個人事業を廃止して法人成りしたことに伴い、従業員退職金(預り金経理)を個人事業を廃止した年分の必要経費に算入することができるか否かが争われた事案があります。
結論から言うと、請求人(できると言っているほう)の主張が認められています。
その主な理由としては、
退職金支給規定の記載及び本件労使協定書の記載から、法人成りは退職金の支給事由に予定されていないことになり、請求人らの退職金支払債務が成立したとすることができない旨の原処分庁(できないと言っているほう)の主張については、ことさら本件労使協定書の一部のみを取り上げているもので、それだけで債務の成立がないと判断することはできないこと
本件退職金は、債務が成立しており、所得税法第37条に規定する確定債務として、従業員各人別に金額が明確にされて、今後の営業活動に必要な事業資産とともに法人に引き継がれ、法人成り後にその法人を退職した者に対しては、法人成り後の退職金支給規定に基づいて退職金が適正に支払われており、その法人の勤務期間に係る退職金部分のみ損金にする経理処理がされているから、経済取引としての合理性を欠くということまではいえないこと
を挙げています。
この事案にあたって、個人的な印象としてまず感じたのが「ちゃんとしている」ということです。

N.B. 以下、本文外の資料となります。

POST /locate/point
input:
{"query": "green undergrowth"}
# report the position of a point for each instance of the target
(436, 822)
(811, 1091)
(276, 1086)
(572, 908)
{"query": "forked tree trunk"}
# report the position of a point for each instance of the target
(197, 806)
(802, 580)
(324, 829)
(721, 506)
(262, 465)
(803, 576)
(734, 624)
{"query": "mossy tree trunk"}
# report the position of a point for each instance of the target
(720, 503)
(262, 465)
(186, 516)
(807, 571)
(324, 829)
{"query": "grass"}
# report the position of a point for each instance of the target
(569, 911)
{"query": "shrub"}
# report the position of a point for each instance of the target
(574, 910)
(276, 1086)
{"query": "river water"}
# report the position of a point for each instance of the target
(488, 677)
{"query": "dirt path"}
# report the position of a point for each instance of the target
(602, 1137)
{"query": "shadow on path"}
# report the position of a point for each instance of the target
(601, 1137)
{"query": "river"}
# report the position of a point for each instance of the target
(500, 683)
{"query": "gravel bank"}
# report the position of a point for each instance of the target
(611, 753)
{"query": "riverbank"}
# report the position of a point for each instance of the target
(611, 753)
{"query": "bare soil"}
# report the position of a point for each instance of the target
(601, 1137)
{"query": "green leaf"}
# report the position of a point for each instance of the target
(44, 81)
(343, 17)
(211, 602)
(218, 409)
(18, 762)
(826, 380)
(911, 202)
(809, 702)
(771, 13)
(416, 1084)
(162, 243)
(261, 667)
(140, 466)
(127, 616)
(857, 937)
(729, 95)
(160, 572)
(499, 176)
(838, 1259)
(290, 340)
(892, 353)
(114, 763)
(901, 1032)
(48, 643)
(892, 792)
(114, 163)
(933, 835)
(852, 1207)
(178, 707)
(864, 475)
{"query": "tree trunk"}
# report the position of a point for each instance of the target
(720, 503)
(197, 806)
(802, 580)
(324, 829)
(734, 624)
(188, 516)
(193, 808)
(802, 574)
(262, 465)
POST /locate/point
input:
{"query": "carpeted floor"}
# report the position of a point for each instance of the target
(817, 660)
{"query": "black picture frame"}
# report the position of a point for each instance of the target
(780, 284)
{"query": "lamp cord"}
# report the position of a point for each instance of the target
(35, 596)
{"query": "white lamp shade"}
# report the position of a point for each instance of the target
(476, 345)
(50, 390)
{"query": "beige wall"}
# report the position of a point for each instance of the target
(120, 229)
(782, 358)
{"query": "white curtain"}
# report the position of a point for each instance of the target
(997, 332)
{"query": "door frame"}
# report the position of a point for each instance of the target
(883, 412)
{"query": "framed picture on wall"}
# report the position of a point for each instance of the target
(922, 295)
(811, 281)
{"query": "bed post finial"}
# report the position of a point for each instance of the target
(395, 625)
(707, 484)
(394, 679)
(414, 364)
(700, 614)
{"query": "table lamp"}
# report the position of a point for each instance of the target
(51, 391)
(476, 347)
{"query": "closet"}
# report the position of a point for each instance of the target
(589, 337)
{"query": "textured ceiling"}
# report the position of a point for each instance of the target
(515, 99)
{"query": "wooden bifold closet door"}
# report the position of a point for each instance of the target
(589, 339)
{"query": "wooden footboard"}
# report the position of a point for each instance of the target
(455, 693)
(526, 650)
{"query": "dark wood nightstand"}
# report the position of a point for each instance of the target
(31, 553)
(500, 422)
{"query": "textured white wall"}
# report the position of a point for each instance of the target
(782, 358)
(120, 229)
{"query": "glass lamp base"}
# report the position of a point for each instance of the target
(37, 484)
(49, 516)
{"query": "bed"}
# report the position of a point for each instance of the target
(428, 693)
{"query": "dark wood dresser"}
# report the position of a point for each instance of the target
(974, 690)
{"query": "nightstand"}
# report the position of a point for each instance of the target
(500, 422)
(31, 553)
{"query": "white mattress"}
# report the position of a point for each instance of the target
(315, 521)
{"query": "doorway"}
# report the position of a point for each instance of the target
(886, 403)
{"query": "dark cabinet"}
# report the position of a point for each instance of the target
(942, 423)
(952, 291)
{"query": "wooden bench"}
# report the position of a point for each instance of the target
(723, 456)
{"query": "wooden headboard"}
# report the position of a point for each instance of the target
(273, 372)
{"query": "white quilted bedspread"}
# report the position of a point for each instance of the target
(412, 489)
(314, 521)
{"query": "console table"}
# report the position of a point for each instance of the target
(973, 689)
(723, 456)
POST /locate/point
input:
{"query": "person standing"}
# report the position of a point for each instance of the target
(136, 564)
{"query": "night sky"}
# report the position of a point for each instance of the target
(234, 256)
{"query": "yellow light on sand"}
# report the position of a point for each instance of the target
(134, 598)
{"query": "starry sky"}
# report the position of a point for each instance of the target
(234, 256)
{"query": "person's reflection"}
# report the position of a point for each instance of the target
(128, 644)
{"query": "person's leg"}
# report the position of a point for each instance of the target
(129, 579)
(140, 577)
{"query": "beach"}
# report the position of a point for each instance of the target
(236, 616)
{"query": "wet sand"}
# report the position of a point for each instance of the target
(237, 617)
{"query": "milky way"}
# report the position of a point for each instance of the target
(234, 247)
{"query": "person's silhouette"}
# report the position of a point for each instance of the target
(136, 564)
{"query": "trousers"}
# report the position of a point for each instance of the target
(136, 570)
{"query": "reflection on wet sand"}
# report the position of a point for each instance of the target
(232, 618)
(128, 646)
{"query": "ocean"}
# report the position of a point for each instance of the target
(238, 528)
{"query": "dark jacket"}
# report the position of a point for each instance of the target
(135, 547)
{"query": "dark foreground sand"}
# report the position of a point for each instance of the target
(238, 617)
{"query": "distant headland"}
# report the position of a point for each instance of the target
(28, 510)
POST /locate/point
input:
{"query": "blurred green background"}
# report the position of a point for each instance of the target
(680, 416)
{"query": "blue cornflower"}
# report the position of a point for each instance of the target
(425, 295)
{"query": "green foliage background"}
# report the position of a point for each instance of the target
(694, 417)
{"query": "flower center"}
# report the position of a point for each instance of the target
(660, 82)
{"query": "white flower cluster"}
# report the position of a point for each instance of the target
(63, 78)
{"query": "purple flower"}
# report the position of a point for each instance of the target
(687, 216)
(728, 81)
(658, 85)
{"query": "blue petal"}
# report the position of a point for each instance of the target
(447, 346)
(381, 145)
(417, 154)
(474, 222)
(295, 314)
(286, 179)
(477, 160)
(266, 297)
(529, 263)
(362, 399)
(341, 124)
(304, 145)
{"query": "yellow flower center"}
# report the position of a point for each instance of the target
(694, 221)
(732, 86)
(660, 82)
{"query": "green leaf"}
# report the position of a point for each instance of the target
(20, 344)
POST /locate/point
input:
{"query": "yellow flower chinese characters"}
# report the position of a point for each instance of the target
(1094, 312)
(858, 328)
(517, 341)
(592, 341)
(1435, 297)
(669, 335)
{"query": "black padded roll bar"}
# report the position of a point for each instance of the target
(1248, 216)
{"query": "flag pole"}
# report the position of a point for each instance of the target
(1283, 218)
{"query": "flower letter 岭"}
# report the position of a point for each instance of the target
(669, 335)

全体を通して、総じて請求人が取るべき手続きなどを一貫してちゃんと取っています。
そのため原処分庁の言い分が少し弱くなる。
「ちゃんとしている」には、やはり一定の力があるなと思った事例です。
(注)執筆時点の商品・サービス・法令等に基づいて作成しています。また、個別具体的な事例に適用する場合、記事の内容と異なる可能性があることにご留意ください。